Return on equity or ROE is an important factor to be considered by a shareholder because it tells them how effectively their capital is being reinvested. Simply put, it is used to assess the profitability of a company in relation to its equity capital.

See our latest analysis for Humana

How Do You Calculate Return On Equity?

The formula for ROE is:

Return on Equity = Net Profit (from continuing operations) ÷ Shareholders' Equity

So, based on the above formula, the ROE for Humana is:

7.7% = US$1.4b ÷ US$18b (Based on the trailing twelve months to September 2024).

The 'return' is the profit over the last twelve months. One way to conceptualize this is that for each $1 of shareholders' capital it has, the company made $0.08 in profit.

Why Is ROE Important For Earnings Growth?

We have already established that ROE serves as an efficient profit-generating gauge for a company's future earnings. We now need to evaluate how much profit the company reinvests or "retains" for future growth which then gives us an idea about the growth potential of the company. Assuming everything else remains unchanged, the higher the ROE and profit retention, the higher the growth rate of a company compared to companies that don't necessarily bear these characteristics.

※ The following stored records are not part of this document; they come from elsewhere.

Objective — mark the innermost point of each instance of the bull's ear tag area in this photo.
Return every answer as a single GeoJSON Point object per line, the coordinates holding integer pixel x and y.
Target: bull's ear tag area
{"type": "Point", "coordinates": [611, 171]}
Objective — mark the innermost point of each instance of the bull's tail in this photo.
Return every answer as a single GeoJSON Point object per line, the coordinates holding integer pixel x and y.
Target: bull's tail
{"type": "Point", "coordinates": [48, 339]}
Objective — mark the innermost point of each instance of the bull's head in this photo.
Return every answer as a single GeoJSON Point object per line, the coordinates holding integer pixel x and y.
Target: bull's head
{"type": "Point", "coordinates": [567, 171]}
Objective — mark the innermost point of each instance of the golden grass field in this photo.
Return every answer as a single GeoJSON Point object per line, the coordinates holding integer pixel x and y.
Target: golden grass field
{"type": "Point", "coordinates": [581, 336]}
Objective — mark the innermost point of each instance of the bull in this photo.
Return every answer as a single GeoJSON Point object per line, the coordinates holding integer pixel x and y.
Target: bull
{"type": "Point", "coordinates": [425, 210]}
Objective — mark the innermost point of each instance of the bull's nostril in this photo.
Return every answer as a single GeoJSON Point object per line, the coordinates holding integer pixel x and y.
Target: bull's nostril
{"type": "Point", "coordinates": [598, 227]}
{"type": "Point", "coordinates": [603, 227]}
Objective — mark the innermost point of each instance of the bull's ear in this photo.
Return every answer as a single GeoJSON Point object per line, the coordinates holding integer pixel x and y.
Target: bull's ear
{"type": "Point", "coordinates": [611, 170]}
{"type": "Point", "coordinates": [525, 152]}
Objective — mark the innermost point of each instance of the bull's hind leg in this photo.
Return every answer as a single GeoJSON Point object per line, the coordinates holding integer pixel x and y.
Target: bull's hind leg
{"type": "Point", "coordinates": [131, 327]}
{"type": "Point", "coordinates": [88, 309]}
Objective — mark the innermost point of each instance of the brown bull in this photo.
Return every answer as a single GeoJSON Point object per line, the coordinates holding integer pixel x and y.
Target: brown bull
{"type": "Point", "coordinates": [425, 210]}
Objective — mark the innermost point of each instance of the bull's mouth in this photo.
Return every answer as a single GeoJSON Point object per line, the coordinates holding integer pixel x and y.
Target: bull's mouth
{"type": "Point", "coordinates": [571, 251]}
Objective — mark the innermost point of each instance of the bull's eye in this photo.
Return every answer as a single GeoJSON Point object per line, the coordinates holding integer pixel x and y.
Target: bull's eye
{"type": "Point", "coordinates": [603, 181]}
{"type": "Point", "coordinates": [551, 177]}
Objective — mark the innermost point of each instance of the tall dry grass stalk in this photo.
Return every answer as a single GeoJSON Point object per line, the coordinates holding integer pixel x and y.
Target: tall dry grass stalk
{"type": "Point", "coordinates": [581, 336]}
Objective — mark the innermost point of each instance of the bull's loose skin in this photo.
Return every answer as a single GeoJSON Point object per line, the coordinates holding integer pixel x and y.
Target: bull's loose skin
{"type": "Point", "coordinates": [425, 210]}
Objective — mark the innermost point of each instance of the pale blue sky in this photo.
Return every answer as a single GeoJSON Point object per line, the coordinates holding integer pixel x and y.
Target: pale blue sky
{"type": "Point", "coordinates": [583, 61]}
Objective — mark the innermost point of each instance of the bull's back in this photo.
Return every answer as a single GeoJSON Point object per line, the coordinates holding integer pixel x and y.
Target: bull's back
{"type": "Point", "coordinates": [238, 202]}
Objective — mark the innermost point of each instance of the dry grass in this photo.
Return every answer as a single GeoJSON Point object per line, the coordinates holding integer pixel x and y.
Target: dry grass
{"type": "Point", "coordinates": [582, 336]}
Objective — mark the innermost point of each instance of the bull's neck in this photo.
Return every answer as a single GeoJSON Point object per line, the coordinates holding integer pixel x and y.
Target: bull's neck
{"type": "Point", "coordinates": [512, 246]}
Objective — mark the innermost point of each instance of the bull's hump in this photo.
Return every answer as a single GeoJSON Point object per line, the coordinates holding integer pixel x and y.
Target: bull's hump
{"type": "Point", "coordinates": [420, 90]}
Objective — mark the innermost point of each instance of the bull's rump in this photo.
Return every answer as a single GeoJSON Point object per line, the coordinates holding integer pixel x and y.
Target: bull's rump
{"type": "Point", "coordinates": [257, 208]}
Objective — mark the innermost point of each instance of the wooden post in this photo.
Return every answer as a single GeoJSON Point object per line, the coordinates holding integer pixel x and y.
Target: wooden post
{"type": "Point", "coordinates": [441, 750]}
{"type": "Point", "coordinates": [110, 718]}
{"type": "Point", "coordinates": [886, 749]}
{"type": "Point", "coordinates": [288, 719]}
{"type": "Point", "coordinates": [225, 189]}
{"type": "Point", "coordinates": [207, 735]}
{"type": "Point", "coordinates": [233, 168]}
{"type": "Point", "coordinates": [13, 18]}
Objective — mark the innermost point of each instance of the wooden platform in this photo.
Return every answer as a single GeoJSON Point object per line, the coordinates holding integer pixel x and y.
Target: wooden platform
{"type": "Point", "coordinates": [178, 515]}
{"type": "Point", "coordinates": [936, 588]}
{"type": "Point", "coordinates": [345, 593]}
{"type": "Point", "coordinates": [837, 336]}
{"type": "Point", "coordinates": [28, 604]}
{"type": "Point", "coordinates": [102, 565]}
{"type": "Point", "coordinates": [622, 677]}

Humana's Earnings Growth And 7.7% ROE

When you first look at it, Humana's ROE doesn't look that attractive. A quick further study shows that the company's ROE doesn't compare favorably to the industry average of 13% either. For this reason, Humana's five year net income decline of 7.5% is not surprising given its lower ROE. We believe that there also might be other aspects that are negatively influencing the company's earnings prospects. For instance, the company has a very high payout ratio, or is faced with competitive pressures.

That being said, we compared Humana's performance with the industry and were concerned when we found that while the company has shrunk its earnings, the industry has grown its earnings at a rate of 6.3% in the same 5-year period.